BOSTON — Opdivo monotherapy was safe and effective in patients with advanced hepatocellular carcinoma, irrespective of infection status, according to results of the CheckMate 040 trial presented during a Late Breaker at The Liver Meeting 2016.

“[Hepatocellular carcinoma] is a dreadful disease that is among the leading causes of cancer-related deaths worldwide. For those patients diagnosed with hepatocellular carcinoma who have reached the advanced stage of disease, there is only one single effective systemic therapy, sorafenib. For patients who progress on this therapy, we virtually have no better thing that we can do for them other than provide symptomatic care,” Bruno Sangro, MD, of Clinica Universidad de Navarra, in Pamplona, Spain, said during his presentation.

The fully human IgG4 monoclonal antibody inhibitor of the PD-1 receptor, Opdivo (nivolumab, Bristol-Myers Squibb), has been shown to provide survival benefit in multiple malignancies, including melanoma, lymphoma, lung, kidney and head and neck cancers.

For this reason, researchers sought to assess the safety, tolerability and efficacy of dose-escalation nivolumab (0.1–10 mg/kg) once every 2 weeks in patients with advanced HCC with or without chronic HCV or HBV and with or without prior Nexavar (sorafenib, Bayer) treatment. In the phase 2 expansion stage of the phase 1 dose-escalation trial, patients received 3 mg/kg once every 2 weeks.

Primary outcomes included safety and tolerability in the dose-escalation arm (n = 48) and the objective response rate in the expansion arm (n = 214). Patients were further assessed for HCV RNA and quantitative HBV surface antigen levels (qHBsAg).

Results of the interim analysis indicated most patients who discontinued nivolumab did so because of disease progression. Only one patient in the dose-escalation cohort and eight patients in the expansion cohort discontinued nivolumab due to treatment-related toxicities.

“The manageable safety profile of nivolumab was comparable to that observed for other tumor types, without any additional safety concerns. We are very happy to report that nivolumab was very well-tolerated among our cohort of patients with advanced HCC,” Sangro said.

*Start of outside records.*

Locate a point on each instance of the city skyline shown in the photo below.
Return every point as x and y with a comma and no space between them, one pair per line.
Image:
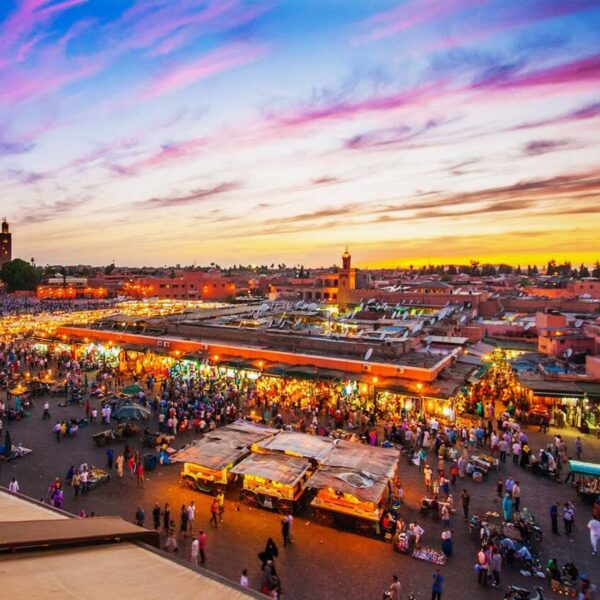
417,132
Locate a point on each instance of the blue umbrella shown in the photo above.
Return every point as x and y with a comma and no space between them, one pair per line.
134,412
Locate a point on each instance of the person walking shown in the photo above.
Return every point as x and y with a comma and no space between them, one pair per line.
496,567
507,507
76,483
171,543
195,552
554,518
427,474
110,457
516,495
132,467
285,530
436,588
568,517
202,546
594,527
244,579
183,521
214,513
578,448
139,471
191,510
140,517
166,514
221,502
465,501
482,567
395,589
156,516
120,465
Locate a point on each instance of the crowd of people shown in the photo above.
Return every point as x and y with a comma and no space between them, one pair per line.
190,401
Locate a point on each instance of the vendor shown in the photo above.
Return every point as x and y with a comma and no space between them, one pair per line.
447,542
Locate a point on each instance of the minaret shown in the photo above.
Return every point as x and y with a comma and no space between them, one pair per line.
346,280
5,243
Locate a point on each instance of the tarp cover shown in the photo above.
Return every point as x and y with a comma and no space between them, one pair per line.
302,444
379,462
364,486
223,446
581,468
276,467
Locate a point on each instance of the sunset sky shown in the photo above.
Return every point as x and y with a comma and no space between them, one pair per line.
181,131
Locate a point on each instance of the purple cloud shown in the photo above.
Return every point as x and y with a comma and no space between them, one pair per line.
207,65
411,14
193,197
537,147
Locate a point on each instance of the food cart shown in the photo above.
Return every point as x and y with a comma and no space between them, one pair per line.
207,462
353,486
587,479
96,475
274,481
484,463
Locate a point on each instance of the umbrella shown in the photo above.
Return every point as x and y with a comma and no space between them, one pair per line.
132,411
7,445
132,389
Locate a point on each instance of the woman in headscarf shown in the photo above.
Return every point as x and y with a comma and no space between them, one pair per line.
507,507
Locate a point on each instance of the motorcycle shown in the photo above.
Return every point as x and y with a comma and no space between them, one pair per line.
514,592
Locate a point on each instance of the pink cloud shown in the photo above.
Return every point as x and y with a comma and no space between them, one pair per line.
26,18
409,15
575,73
536,13
207,65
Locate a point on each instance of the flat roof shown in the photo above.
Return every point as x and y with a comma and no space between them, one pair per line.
96,573
14,507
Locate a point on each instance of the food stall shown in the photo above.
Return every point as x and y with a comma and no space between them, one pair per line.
96,475
207,462
484,463
587,479
274,481
353,486
293,443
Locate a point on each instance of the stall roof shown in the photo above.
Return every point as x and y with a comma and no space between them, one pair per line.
276,467
581,468
381,462
481,348
302,372
299,444
363,486
223,446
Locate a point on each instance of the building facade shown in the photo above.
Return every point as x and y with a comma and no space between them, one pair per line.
5,243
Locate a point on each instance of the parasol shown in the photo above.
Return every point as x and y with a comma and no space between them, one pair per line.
132,389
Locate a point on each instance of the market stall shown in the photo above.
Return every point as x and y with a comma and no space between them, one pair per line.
293,443
353,484
274,481
587,479
207,462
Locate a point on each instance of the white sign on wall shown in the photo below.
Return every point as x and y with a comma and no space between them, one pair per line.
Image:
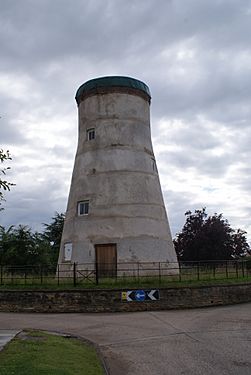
67,251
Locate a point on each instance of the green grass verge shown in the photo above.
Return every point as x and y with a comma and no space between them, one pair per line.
39,353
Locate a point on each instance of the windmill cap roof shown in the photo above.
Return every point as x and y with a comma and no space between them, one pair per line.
102,83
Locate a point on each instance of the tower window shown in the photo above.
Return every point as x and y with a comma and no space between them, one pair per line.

Overall, 15% of patients achieved an objective remission of the tumor (95% CI, 12-21), with a median response duration of 17 months (95% CI, 6-24). Fifty-percent of patients had stable disease. The overall disease control rate was 68% across all subgroups.

“Tumor shrinkage was observed in patients with different etiologies, and importantly, a significant number of them were observed in the sorafenib progressors as well as in those who were sorafenib-naive. Progression on sorafenib did not prevent tumor shrinkage,” Sangro said.

Median survival was 14.1 months (95% CI, 3.15-28.58) in patients who were sorafenib-naive and 15 months (95% CI, 4.99-18.92) in patients who progressed on sorafenib. Transient decreases in HCV RNA greater than 1 were observed among those with HCV (20%), and decreases in qHBsAg great than 1 log were achieved in 5% of patients with HBV.

“These findings are quite encouraging and support continued investigation of nivolumab in patients with advanced HCC,” Sangro said. “The phase 3 trial of nivolumab, CheckMate 459, will further assess the agent in patients with advanced HCC.”

Reference:

Sangro B, et al. Abstract LB-10. Presented at: The Liver Meeting; Nov. 11-15, 2016; Boston.

Disclosure: Sangro reports no relevant financial disclosures.